Bu açıklama, Çin’in müttefikine karşı daha önce algılanan yardımsever cömertlik anlayışıyla tam bir tezat oluşturuyor. Amiral gemisi bir altyapı girişimi olan Çin -Pakistan Ekonomik Koridoru (CPEC), bildirildiğine göre Pakistan’ın ulaşım, enerji ve sanayi sektörlerini güçlendiren bu ikili ilişkinin temel taşı olmuştur.
Milyarlarca dolarlık bu girişim, ekonomik büyümeyi ve istihdam yaratmayı teşvik ettiği için övgüyle karşılanırken, rapor, ilgili mali dizgelere ışık tutuyor.
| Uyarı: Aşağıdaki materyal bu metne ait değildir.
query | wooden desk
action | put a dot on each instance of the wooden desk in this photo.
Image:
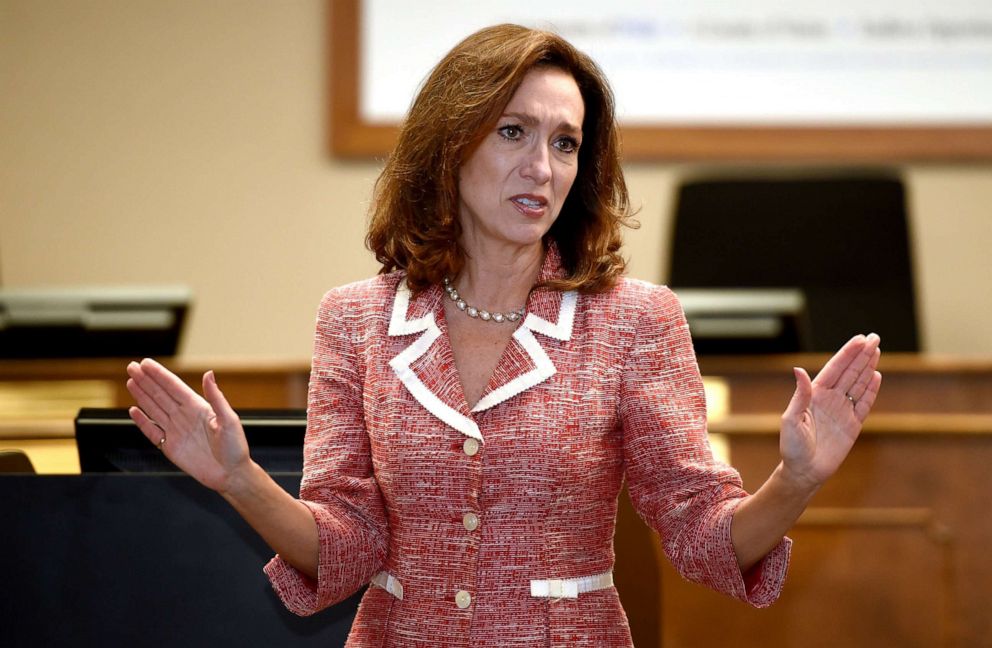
(893, 551)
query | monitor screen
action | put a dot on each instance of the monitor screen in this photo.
(109, 441)
(80, 322)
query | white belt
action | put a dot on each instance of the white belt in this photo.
(556, 588)
(390, 583)
(559, 588)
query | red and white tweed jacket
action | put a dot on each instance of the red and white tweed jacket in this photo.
(456, 513)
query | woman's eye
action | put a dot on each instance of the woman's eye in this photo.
(567, 144)
(511, 132)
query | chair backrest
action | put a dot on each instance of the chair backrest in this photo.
(15, 461)
(844, 241)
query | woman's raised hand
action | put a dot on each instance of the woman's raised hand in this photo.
(202, 436)
(824, 418)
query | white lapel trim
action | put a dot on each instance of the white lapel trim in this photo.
(400, 325)
(543, 367)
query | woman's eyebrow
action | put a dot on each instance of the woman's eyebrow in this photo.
(530, 120)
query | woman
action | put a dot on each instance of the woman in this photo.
(474, 409)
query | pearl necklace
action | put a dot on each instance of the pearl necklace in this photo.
(478, 313)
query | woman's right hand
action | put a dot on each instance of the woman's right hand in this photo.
(202, 436)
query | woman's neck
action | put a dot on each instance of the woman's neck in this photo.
(500, 279)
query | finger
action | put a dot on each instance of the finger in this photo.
(147, 426)
(801, 397)
(148, 405)
(170, 384)
(861, 364)
(857, 390)
(222, 409)
(154, 392)
(863, 405)
(838, 363)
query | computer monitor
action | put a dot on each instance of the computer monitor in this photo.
(78, 322)
(109, 441)
(745, 320)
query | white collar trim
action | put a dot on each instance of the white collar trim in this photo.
(400, 325)
(543, 369)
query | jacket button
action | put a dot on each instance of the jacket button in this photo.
(463, 599)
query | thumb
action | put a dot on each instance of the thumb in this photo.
(222, 409)
(802, 396)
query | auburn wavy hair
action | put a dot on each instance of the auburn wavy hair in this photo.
(414, 223)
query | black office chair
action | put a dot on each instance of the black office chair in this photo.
(15, 461)
(844, 241)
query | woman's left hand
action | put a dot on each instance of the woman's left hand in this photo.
(824, 418)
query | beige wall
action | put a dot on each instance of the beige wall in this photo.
(182, 141)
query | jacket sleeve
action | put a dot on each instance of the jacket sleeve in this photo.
(338, 484)
(674, 482)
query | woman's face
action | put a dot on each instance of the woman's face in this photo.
(512, 187)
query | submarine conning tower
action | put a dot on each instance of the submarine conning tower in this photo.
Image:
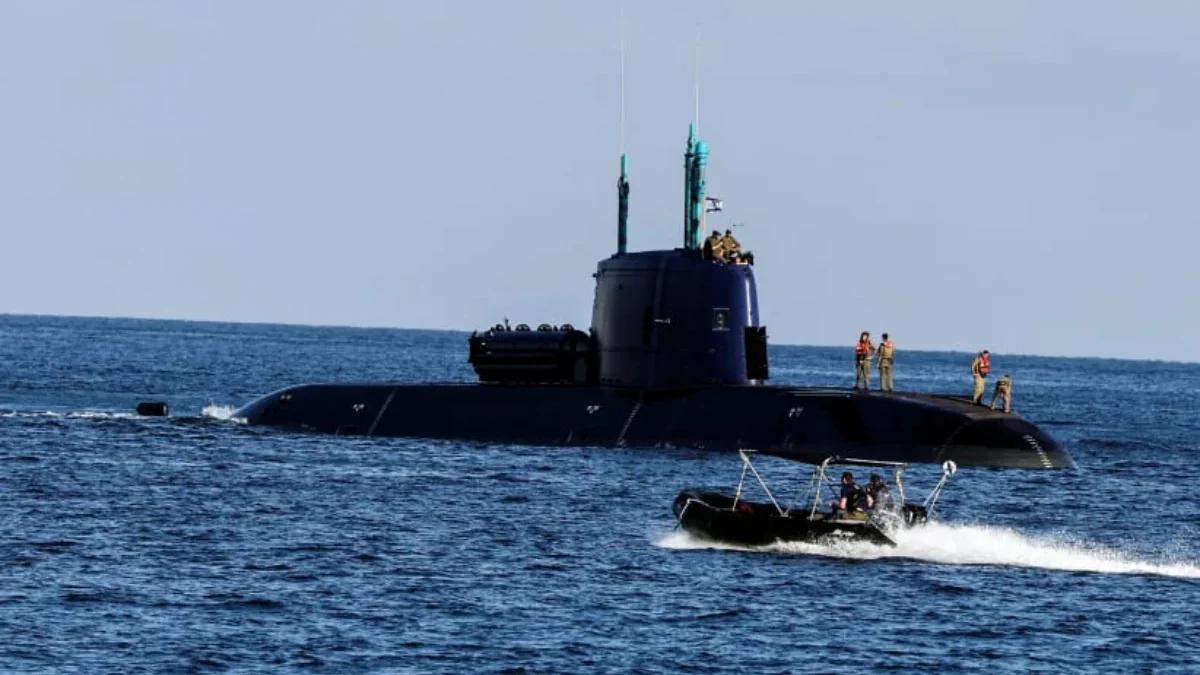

Bu, Çin finansmanının çoğunluğunun imtiyazlı olmadığını, ancak Pakistan’ın GSYİH’sının %19,6’sına denk gelen 67,2 milyar dolarlık bir geri ödeme yükümlülüğü getirdiğini öne sürüyor.
AidData’nın analizi, Çin’in 2000’den 2021’e kadar taahhüt ettiği toplam 70,3 milyar doların yalnızca %8’inin hibe veya yüksek imtiyazlı krediler şeklinde olduğunu gösteriyor. Geri kalanların Pakistan ekonomisine ağır bir geri ödeme yükü getiren krediler olduğu belirtiliyor.
Bu durum, Sri Lanka gibi diğer ülkelerin karşılaştığı koşulları hatırlatarak, Pakistan için potansiyel bir ‘borç tuzağı’na ilişkin endişeleri artırıyor. Dahası, Çin’in Kuşak ve Yol Girişimi (BRI) aracılığıyla sahip olduğu daha geniş ekonomik nüfuz , bir trilyon doları aşan ödenmemiş kredilerle onu dünyanın en büyük resmi alacaklısı haline getirdi.
Bu krediler anapara geri ödeme aşamasına girerken, borçlu ülkelerin çoğu için temerrüt riski ortaya çıkıyor. Şeffaf olmayan proje fiyatlandırmasına yönelik eleştirilerin ortasında, Çin’in kriz yönetimi yaklaşımını iyileştirdiği ve borç verme uygulamalarını küresel standartlarla uyumlu hale getirdiği bildiriliyor. Bununla birlikte, temerrütlere karşı bir önlem olarak açıklanmayan nakit ele geçirme yöntemlerine de başvurduğu görülüyor.